Treasury's CDFI Fund increases lending in low-income areas, says Cleveland Fed researcher
The Treasury Department's CDFI Fund awards grants to community development financial institutions (CDFIs) that operate in impoverished areas. Awards are intended to strengthen the institutions and increase the amount they lend to low-income borrowers. Federal Reserve Bank of Cleveland economist Kristle Cortés and Josh Lerner, the Jacob H. Schiff Professor of Investment Banking at Harvard Business School, measured the impact of the CDFI Fund on the institutions that receive funding and the return on the fund’s investment. Their results show that CDFI Fund grants do increase lending, by 3 percent. And for every dollar awarded, 45 cents is loaned out to borrowers in the first year and up to $1.60 is loaned out within three years.
The core program of the CDFI Fund provides funds to qualified lending institutions for technical and financial assistance. Technical assistance awards can be used at the institutions themselves for various purposes, such as offsetting overhead costs or training staff and loan officers. Financial assistance awards are used to fund loans, loan-loss reserves, or capital reserves.

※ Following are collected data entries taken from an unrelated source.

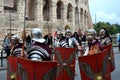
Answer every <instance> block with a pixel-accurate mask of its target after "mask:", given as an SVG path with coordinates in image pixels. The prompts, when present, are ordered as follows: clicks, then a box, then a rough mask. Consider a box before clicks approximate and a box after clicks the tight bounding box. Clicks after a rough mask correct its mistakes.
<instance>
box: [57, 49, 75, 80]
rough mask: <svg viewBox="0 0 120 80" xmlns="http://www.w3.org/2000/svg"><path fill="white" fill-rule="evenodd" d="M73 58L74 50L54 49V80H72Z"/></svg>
mask: <svg viewBox="0 0 120 80" xmlns="http://www.w3.org/2000/svg"><path fill="white" fill-rule="evenodd" d="M75 57H76V52H75V49H74V48H62V47H56V48H55V60H57V64H58V65H57V77H56V80H74V74H75Z"/></svg>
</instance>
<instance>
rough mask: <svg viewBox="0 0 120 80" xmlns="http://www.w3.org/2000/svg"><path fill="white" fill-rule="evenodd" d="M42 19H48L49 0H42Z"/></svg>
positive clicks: (48, 9)
mask: <svg viewBox="0 0 120 80" xmlns="http://www.w3.org/2000/svg"><path fill="white" fill-rule="evenodd" d="M43 20H44V21H49V20H50V0H43Z"/></svg>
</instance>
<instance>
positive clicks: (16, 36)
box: [11, 34, 20, 40]
mask: <svg viewBox="0 0 120 80" xmlns="http://www.w3.org/2000/svg"><path fill="white" fill-rule="evenodd" d="M11 39H12V40H20V36H19V35H18V34H14V35H13V36H12V37H11Z"/></svg>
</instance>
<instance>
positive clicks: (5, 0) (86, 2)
mask: <svg viewBox="0 0 120 80" xmlns="http://www.w3.org/2000/svg"><path fill="white" fill-rule="evenodd" d="M4 1H11V0H4ZM13 2H14V1H13ZM15 3H16V2H15ZM5 5H7V4H5ZM5 5H4V4H3V6H5ZM9 5H10V4H8V7H11V6H9ZM12 5H13V7H11V8H12V9H11V8H10V9H9V8H8V9H7V10H5V9H3V8H2V9H3V11H2V10H1V11H2V13H0V18H1V20H0V29H1V30H0V31H2V32H0V33H4V32H3V30H2V29H3V27H5V29H10V23H11V26H12V27H11V28H12V29H13V30H14V29H15V30H16V32H17V31H19V29H21V30H22V29H23V27H24V18H25V19H26V21H25V27H26V28H28V30H30V29H32V28H33V27H39V28H41V29H42V31H43V35H45V34H47V33H49V32H52V33H54V32H55V31H56V30H58V28H59V29H61V30H62V31H63V32H64V31H65V28H66V26H67V27H68V26H69V27H68V28H70V29H71V30H72V31H73V32H74V31H77V30H78V28H81V30H82V31H86V30H87V29H89V28H92V27H93V25H92V20H91V16H90V11H89V4H88V0H34V1H33V0H26V10H25V0H17V11H16V10H14V9H15V6H14V3H13V4H12ZM10 11H11V19H10ZM25 11H26V15H25ZM24 16H25V17H24ZM10 21H11V22H10Z"/></svg>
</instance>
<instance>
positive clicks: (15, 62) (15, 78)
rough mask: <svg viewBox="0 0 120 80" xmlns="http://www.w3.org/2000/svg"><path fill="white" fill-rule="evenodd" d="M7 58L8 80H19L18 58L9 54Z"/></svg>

To evaluate how effective the Fund’s core program has been, Cortés and Lerner examined 10 years of proprietary data provided by the US Treasury. Focusing on credit unions, one of the four types of institutions that apply for funding, the researchers measured the increase in lending at three groups of credit unions: those that received grants, those that applied but did not receive grants, and those that never applied.
They found that average total loan growth increased the most at the credit unions that received an award, with a significant upward trend in lending over a three-year horizon from the award date. They also found that loan growth fell at credit unions that applied for an award but did not receive it.